Artificial intelligence is here to stay at the FDA, but its integration and evolution may not be a straight line now that one of its biggest proponents, former commissioner Dr. Marty Makary, has stepped down.
Makary was pushing for a more centralized approach to AI, rolling out an agency-wide tool called Elsa, a large language model that could accelerate reviews and evaluations by taking on support tasks such as writing and summarizing reports. The agency also announced plans in December to expand the use of agentic AI to support premarket reviews, inspections and administrative tasks.
Between 2024 and 2025, the number of AI use-cases reported by the FDA skyrocketed by 148% amid a broader government push to leverage the tech, according to a Bipartisan Policy Center study.
Acting commissioner Kyle Diamantas said AI remains a top priority for the FDA. Still, recent high-level departures, including Makary, Jeremy Walsh, chief artificial intelligence officer, and Sridhar Mantha, acting chief information officer, have raised questions about the future of AI implementation.
“It's unclear now what the leadership and governance structure are around FDA-wide efforts,” said Tala Fakhouri, chief artificial intelligence and regulatory strategy officer at Parexel, and a former FDA AI policy official.
FDA officials have spoken about AI at recent conferences, but they were all representing individual divisions, Fakhouri said, noting that this could portend a return to the more fragmented, department-specific AI approach that existed prior. At the same time, efforts to increase transparency around AI use and enact AI-related policy-making could also slow, she said.
These potential setbacks primarily concern the agency’s internal use of AI, and not those governing how drug companies apply the technology in their own work. So far, there hasn’t been a change in the FDA's policies as they relate to the sponsor use of AI.
“And I don't expect to see a change there, which is good,” Fakhouri said.
Evolving use of AI
FDA’s internal use of AI to streamline staff workloads has evolved steadily in recent years. Elsa had its origins in a CDER-developed program, CDER GPT, said Fakhouri. The agency expanded on that original program to use a retrieval-augmented generation system to reduce AI hallucinations.
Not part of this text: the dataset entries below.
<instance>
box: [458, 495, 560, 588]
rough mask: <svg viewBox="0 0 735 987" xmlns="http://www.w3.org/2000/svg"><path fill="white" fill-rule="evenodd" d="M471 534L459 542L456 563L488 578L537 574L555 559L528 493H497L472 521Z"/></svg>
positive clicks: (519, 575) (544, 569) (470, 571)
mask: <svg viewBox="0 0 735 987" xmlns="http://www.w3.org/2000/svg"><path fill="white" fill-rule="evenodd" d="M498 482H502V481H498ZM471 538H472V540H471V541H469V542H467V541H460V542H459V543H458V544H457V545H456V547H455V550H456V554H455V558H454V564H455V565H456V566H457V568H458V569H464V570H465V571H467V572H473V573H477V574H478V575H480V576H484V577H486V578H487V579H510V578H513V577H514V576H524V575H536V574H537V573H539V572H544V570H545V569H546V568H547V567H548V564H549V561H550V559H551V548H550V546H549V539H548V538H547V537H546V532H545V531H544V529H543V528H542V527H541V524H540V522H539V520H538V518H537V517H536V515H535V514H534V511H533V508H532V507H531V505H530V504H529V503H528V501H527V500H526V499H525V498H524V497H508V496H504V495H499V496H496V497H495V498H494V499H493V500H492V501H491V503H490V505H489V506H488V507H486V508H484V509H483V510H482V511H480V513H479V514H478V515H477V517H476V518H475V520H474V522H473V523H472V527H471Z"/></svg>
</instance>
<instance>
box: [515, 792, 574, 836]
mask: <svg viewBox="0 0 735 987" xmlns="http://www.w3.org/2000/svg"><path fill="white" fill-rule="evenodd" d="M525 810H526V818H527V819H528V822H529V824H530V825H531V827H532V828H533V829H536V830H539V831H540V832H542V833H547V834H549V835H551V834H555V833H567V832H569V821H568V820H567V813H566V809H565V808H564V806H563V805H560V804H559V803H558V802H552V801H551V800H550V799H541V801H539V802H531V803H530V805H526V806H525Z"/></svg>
The system is designed to confine the large language model to a well-defined database of trusted information, tailored for the individual centers within the agency, Fakhouri said.
This allows staff to use the tool to access information needed for their unique roles. For example, staff members can quickly generate a summary of industry comments on a particular proposal, or the Office of New Drugs could turn to Elsa to quickly generate a history of regulatory submissions, which can span years.
While Elsa has been leveraged for these types of burdensome tasks, Fakhouri doesn’t believe the technology is used for final decision-making.
Still, “staff can use the tools to augment the work that they're doing. We should all be happy about that,” she said.
Where the FDA’s AI program should go from here
Transparency about how the FDA is using AI in its processes is still lacking, Fakhouri said.
“If the regulators are using AI in certain ways to augment reviewer work or to become an assistant to a reviewer, I think it's good practice for industry to know what these uses look like," Fakhouri said.
Detailing how the FDA is using AI could also foster collaboration with the industry.
“If I am a sponsor or a CRO preparing a submission on behalf of a sponsor, I can prepare my submission with all the data labels and information that might be helpful for the reviewer and the [AI assistant] to be able to review my package,” she said.
Fakhouri said she expects the agency to move toward greater transparency over time.
“But it would require someone in a leadership position at the agency to become aware of that and want to actually make it happen,” she added.
Fakhouri would also like to see the agency streamline AI-related rulemaking that impacts the industry, such as how AI tools are validated for clinical trials.
Under Makary, policy changes were sometimes announced outside the traditional FDA guidance process and through journal articles or press conferences instead. But the agency appears to be returning to its former norms under Diamantas, who recently confirmed that informal statements made by the former commissioner don’t represent official policy.
“They will go through the regular guidance and policy development processes,” Fakhouri said.
While traditional rulemaking insulates pharma from uncertainty, it can also be a slower process that creates its own challenges as companies rapidly adopt different AI platforms
“The fastest guidance that you could put out would still probably take a year. A year in the age of AI is very slow,” she said.
Finding a balance between structure and flexibility will be one of the FDA’s key policy challenges.
“I don't necessarily know what the solution is, but more agile, flexible policy development would be needed, and perhaps more frequent communication between industry and the regulators,” she said.